Cependant, vous avez raison, nous pouvons faire mieux. Le Président de la République a d'ailleurs appelé de ses vœux une réforme de l'indemnisation en cas de catastrophe naturelle. La France, déjà fortement exposée à de tels risques, pourrait en effet voir son degré d’exposition augmenter en fréquence et en intensité. Selon les projections de la Caisse centrale de réassurance, sur la base des résultats du GIEC, le Groupe d'experts intergouvernemental sur l'évolution du climat, le coût des indemnisations en cas de catastrophe naturelle pourrait augmenter de 50 % à horizon 2050. Le régime doit donc être modernisé afin de s'adapter à l'évolution des risques et aux enjeux du changement climatique. Le Gouvernement se réjouit que cet objectif soit partagé par les deux assemblées.

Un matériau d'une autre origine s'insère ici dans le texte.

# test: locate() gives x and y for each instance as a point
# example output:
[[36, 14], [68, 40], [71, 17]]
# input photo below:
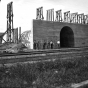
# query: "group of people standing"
[[45, 45]]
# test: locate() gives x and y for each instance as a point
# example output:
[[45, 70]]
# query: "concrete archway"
[[66, 37]]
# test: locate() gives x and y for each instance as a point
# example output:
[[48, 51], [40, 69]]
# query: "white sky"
[[25, 10]]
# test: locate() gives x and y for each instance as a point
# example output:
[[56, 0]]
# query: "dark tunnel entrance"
[[66, 37]]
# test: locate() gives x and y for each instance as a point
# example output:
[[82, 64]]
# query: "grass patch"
[[44, 74]]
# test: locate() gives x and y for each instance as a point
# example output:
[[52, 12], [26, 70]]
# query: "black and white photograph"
[[43, 43]]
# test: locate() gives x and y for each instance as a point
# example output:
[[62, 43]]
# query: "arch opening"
[[66, 37]]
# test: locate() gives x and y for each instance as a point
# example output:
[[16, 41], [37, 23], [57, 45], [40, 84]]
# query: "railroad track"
[[44, 55]]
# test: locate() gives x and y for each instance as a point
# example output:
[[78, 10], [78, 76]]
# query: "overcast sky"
[[25, 10]]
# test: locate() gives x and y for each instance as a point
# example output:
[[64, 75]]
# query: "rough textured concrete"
[[50, 31]]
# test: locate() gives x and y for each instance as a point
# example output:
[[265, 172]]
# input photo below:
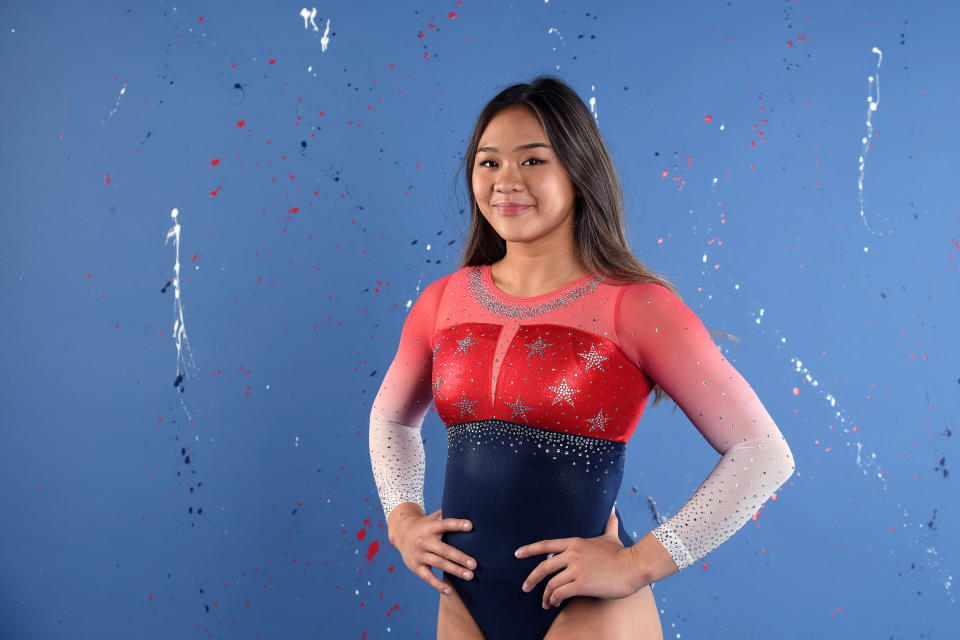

S'agissant de la proposition de loi que vous mentionnez, le Gouvernement a présenté son point de vue lors du vote en séance plénière au Sénat le 15 janvier. Il partage le souhait d'améliorer la transparence de la procédure de reconnaissance, d'inciter à la prévention, de participer à l'institution d'une culture du risque et d'adapter le dispositif aux besoins des assurés. Des expertises complémentaires sont nécessaires sur ces différentes thématiques afin de retenir les dispositions les plus pertinentes et de parvenir à un dispositif techniquement abouti. Le Gouvernement engagera prochainement une consultation avec l'ensemble des parties prenantes afin d'approfondir collectivement ce travail.
M. le président. La parole est à Mme Sylvie Tolmont.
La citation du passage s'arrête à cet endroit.